Model Decisions Based On Speculative Execution
Abstract
A machine learning model may generate a first recommendation relating to allocation of a first permission to an identity, wherein the first recommendation is a recommendation for the identity to retain the first permission or a recommendation to deallocate the first permission from the identity. A first indication of the first recommendation may be provided to one or more users. The machine learning model may, based on speculative execution, determine a first condition that, when attributed to the identity, causes changing of the first recommendation to a second recommendation relating to the allocation of the first permission to the identity, wherein the second recommendation differs from the first recommendation.

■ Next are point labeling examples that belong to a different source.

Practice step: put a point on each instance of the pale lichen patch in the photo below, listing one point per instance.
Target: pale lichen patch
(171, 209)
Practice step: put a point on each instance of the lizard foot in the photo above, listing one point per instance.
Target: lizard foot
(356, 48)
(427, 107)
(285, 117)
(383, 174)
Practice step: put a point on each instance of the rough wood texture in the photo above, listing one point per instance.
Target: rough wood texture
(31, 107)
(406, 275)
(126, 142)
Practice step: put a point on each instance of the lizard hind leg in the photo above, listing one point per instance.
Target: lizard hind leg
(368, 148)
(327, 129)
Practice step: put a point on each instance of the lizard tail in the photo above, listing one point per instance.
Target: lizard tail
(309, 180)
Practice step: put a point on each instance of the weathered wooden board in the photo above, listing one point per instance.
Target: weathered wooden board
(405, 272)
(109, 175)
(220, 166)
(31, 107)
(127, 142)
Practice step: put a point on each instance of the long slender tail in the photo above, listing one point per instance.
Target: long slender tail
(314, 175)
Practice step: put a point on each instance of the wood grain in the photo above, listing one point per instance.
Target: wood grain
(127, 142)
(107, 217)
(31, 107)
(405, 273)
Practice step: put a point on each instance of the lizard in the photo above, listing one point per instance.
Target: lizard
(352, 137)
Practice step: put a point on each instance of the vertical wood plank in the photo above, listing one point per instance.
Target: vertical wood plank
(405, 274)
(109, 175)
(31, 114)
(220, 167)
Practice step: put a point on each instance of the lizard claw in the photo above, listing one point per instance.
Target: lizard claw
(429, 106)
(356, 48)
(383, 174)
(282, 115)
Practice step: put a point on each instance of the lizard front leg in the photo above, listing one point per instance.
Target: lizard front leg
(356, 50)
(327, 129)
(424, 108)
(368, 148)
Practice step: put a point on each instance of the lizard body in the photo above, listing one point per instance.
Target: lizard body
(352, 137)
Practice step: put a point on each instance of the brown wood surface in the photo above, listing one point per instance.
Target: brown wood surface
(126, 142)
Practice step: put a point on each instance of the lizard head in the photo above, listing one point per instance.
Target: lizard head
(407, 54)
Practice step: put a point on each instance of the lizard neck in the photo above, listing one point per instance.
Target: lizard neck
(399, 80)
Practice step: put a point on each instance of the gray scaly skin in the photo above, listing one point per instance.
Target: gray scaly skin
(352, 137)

A second indication may be provided, to the one or more users, that attribution of the first condition to the entity causes the changing of the first recommendation to the second recommendation.
Claims
exact text as granted — not AI-modifiedWhat is claimed is:
1 . A computing system comprising:
one or more processors; and one or more memories having stored therein instructions that, upon execution by the one or more processors, cause the computing system to perform operations comprising:
generating, by a machine learning model, a first recommendation relating to allocation of a first permission to an identity, wherein the first recommendation is for the identity to retain the first permission or for the first permission to be deallocated from the identity;
providing, to one or more users, a first indication of the first recommendation;
determining, based on a speculative execution of the machine learning model, a first condition that, when attributed to the identity, causes changing of the first recommendation to a second recommendation relating to the allocation of the first permission to the identity, wherein the second recommendation differs from the first recommendation; and
providing, to the one or more users, a second indication that attribution of the first condition to the identity causes the changing of the first recommendation to the second recommendation.

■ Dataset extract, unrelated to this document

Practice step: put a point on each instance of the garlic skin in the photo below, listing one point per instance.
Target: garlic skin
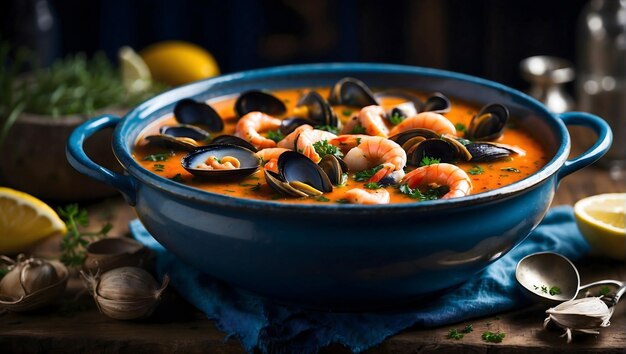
(125, 293)
(32, 283)
(586, 315)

2 . The computing system of claim 1 , wherein the first condition is included in a set of one or more future conditions that result in the changing of the first recommendation to the second recommendation.
3 . The computing system of claim 2 , wherein the operations further comprise:
detecting occurrence of one of the set of one or more future conditions; and reevaluating, by the machine learning model, based at least in part on the detecting, the first recommendation.
4 . The computing system of claim 1 , wherein the first condition is a past condition.
5 . A computer-implemented method comprising:
generating, by a machine learning model, a first recommendation relating to allocation of a first permission to an identity, wherein the first recommendation is for the identity to retain the first permission or for the first permission to be deallocated from the identity; providing, to one or more users, a first indication of the first recommendation; determining, by the machine learning model, a first condition that, when attributed to the identity, causes changing of the first recommendation to a second recommendation relating to the allocation of the first permission to the identity, wherein the second recommendation differs from the first recommendation; and providing, to the one or more users, a second indication that attribution of the first condition to the identity causes the changing of the first recommendation to the second recommendation.
6 . The computer-implemented method of claim 5 , wherein the first condition is a future condition.
7 . The computer-implemented method of claim 6 , wherein the future condition corresponds to accessing of a service, by the identity, within a future time period.
8 . The computer-implemented method of claim 6 , wherein the first condition is included in a set of one or more future conditions that, when attributed to the identity, each cause changing of the first recommendation to the second recommendation.
9 . The computer-implemented method of claim 8 , further comprising:
detecting occurrence of one of the set of one or more future conditions; and reevaluating, by the machine learning model, based at least in part on the detecting, the first recommendation.
10 . The computer-implemented method of claim 5 , wherein the first condition is a past condition.
11 . The computer-implemented method of claim 10 , wherein the past condition corresponds to accessing of a service, by the identity, within a past time period.
12 . The computer-implemented method of claim 5 , wherein the machine learning model is tested based on one or more speculative executions to confirm that the machine learning model satisfies a selected consistency benchmark.
13 . The computer-implemented method of claim 5 , wherein the determining of the first condition is based on a speculative execution of the machine learning model.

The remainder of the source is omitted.